I'm going through the topical guides of SimPy, in particular the one on Process Interactions. 

There is something said in passing at the end of the section: 

Since we don’t do anything special to the original target event of the process, the interrupted process can yield the same event again after catching the Interrupt – Imagine someone waiting for a shop to open. The person may get interrupted by a phone call. After finishing the call, he or she checks if the shop already opened and either enters or continues to wait.

I find that this is unclear and would benefit from an example. From the last example code given, it looks like whenever a process is interrupted, it won't ever go back to waiting for whatever if was originally waiting for.

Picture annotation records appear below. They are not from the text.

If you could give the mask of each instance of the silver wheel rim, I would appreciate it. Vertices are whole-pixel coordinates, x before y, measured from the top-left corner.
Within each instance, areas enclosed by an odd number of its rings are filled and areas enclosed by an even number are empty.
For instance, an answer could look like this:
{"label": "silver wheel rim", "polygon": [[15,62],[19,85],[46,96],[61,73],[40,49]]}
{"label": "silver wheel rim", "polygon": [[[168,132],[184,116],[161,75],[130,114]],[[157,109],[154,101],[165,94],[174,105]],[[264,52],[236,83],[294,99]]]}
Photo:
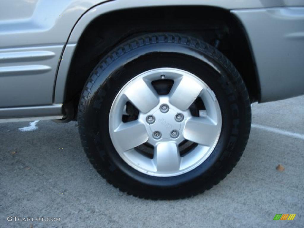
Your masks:
{"label": "silver wheel rim", "polygon": [[[152,82],[164,79],[173,80],[173,85],[168,94],[159,95]],[[206,110],[194,116],[189,108],[198,97]],[[125,123],[127,102],[139,114],[137,119]],[[201,79],[181,70],[160,68],[137,75],[121,89],[109,124],[113,145],[128,164],[148,175],[172,176],[193,170],[210,155],[219,137],[222,116],[215,95]],[[185,140],[196,146],[182,156],[179,145]],[[136,149],[144,143],[153,146],[153,158]]]}

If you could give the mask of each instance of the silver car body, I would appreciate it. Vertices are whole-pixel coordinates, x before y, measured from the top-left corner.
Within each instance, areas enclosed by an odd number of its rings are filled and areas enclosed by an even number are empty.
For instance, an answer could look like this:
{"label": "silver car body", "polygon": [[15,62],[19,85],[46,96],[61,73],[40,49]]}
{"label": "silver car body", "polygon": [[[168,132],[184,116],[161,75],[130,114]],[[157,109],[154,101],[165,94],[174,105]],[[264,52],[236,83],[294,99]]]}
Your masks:
{"label": "silver car body", "polygon": [[122,9],[178,5],[216,7],[239,19],[255,61],[260,102],[304,93],[303,0],[2,1],[0,119],[61,117],[72,57],[96,17]]}

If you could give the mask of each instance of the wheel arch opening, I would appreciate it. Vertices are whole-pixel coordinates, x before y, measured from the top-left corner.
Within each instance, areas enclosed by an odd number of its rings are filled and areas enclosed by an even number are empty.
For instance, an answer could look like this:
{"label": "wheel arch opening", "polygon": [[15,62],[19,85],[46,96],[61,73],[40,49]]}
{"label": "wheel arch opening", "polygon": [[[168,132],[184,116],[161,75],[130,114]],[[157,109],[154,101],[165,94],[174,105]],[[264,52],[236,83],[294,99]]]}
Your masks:
{"label": "wheel arch opening", "polygon": [[116,46],[139,35],[162,32],[191,36],[215,47],[240,72],[251,101],[260,100],[261,90],[255,64],[241,23],[228,10],[183,6],[132,8],[95,18],[78,43],[67,75],[64,102],[73,102],[77,112],[80,93],[90,73]]}

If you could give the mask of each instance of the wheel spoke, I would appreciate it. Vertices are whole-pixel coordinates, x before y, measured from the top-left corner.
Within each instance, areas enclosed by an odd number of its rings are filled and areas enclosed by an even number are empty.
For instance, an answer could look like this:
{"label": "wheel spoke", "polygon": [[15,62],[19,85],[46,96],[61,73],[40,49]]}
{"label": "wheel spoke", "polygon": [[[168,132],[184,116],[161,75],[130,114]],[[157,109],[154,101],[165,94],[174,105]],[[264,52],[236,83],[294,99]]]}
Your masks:
{"label": "wheel spoke", "polygon": [[170,92],[170,102],[181,110],[186,110],[203,88],[195,78],[184,75],[174,82]]}
{"label": "wheel spoke", "polygon": [[144,125],[138,121],[122,123],[114,132],[114,140],[124,151],[147,141],[149,136]]}
{"label": "wheel spoke", "polygon": [[193,117],[186,123],[185,139],[199,144],[210,147],[218,136],[220,129],[210,118]]}
{"label": "wheel spoke", "polygon": [[143,79],[131,84],[125,95],[140,112],[147,113],[156,106],[158,98],[152,85]]}
{"label": "wheel spoke", "polygon": [[170,173],[179,170],[179,152],[174,143],[161,143],[157,144],[154,149],[154,159],[157,172]]}

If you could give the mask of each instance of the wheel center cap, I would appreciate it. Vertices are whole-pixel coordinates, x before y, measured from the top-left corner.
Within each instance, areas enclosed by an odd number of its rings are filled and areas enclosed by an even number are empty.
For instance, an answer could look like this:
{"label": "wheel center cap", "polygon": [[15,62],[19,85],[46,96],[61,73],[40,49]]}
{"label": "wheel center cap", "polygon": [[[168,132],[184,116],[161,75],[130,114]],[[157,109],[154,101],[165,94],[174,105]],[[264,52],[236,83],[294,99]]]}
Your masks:
{"label": "wheel center cap", "polygon": [[181,124],[175,120],[177,113],[170,109],[165,113],[158,110],[153,115],[155,117],[155,123],[149,125],[151,132],[158,131],[161,133],[163,139],[171,138],[170,133],[172,131],[175,130],[179,131]]}

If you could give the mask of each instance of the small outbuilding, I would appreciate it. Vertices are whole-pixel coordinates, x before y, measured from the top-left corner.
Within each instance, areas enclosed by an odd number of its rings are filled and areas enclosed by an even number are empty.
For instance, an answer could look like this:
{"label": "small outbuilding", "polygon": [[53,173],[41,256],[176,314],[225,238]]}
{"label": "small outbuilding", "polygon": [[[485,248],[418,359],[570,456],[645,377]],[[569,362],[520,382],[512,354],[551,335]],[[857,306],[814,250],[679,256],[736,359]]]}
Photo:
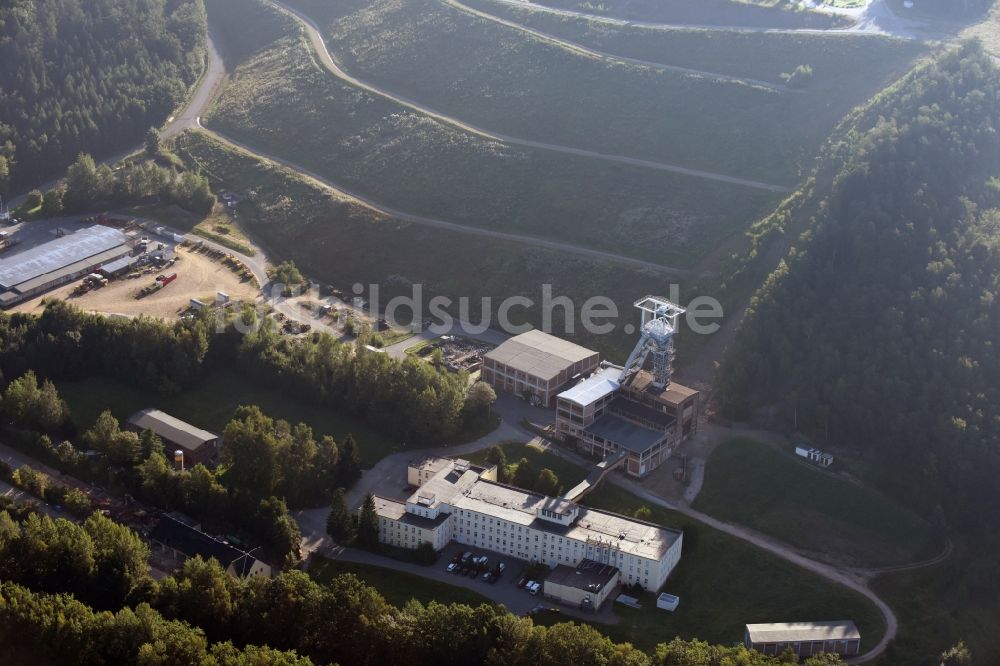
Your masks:
{"label": "small outbuilding", "polygon": [[668,610],[673,613],[677,610],[678,604],[680,604],[681,598],[673,594],[667,594],[662,592],[660,596],[656,598],[656,607],[663,610]]}
{"label": "small outbuilding", "polygon": [[766,655],[791,648],[803,659],[823,652],[856,657],[861,654],[861,633],[851,620],[748,624],[743,644]]}
{"label": "small outbuilding", "polygon": [[162,412],[144,409],[128,419],[128,427],[135,432],[152,430],[172,451],[184,452],[184,466],[208,463],[219,449],[219,436]]}
{"label": "small outbuilding", "polygon": [[795,455],[805,458],[811,463],[815,463],[826,469],[833,464],[833,454],[809,446],[796,446]]}
{"label": "small outbuilding", "polygon": [[621,571],[610,564],[581,560],[576,567],[558,565],[545,579],[544,595],[567,606],[597,610],[618,588]]}
{"label": "small outbuilding", "polygon": [[160,519],[150,533],[149,540],[155,550],[181,561],[195,556],[214,558],[227,573],[237,578],[271,576],[271,565],[267,562],[209,536],[196,525],[178,520],[170,514]]}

How does that work out?

Thanks in advance.

[Michael Gibbs]

The real point the doc is making is just because your process gets interrupted, your process dose not need to end.  The interrupt is a exception and just like any other exception handlers, all the variable (and events) of the process are still in scope.  So one of your options for handling the interrupt is to resume yielding to the same event you were yielded to when you got interrupted.  This is one way processes can communicate, though event callbacks may be a better option.  Here is a quick demo where I resume on the first interrupt, but stop on the second

"""

    Simple demo on how to handel process interrupts

    Programmer: Michael R. Gibbs

"""

from re import I

import simpy

def the_process(env):

    """

        simple process that will get interrupted

    """

    i_cnt = 0   # count the number of interuptions

    not_done = True # flags when done

    # event that process yields to

    the_event = env.timeout(15)

    print(f'{env.now:0.2f} the process has started')

    # loop until done

    while not_done:

        try:

            yield the_event

        except simpy.Interrupt as i:

            # have been interupted

            i_cnt += 1

            print(f'{env.now:0.2f} the process has been intrruped {i_cnt} times {i.cause}')

            # there are several ways you can process the interupt

            if i_cnt == 1:

                # process the error and resume

                # the loop will yield to the same event as before, not a new event

                # because the interupt does not end other events, even events

                # created by this process

                print(f'{env.now:0.2f} the process handeled the intrupt and resumed')

            elif i_cnt == 2:

                # process the error and exit the process

                # by stopping the loop

                not_done = False

                print(f'{env.now:0.2f} the process handeled the intrupt and is stopping')

            # third option is to rethrow the interupt and let a parrent process deal with it

    print(f'{env.now:0.2f} the process has ended')

def the_interrupter(env, the_process):

    """

        interupts a process two time

    """

       

    yield env.timeout(5)

    print(f'{env.now:0.2f} sending first interrupt')

    the_process.interrupt("first interrupt")

    yield env.timeout(5)

    print(f'{env.now:0.2f} sending second interrupt')

    the_process.interrupt("second interrupt")

env = simpy.Environment()

process1 = env.process(the_process(env))

env.process(the_interrupter(env, process1))

env.run(100)

[experience]

Thanks a lot for this explanation and the example, that makes a lot of sense!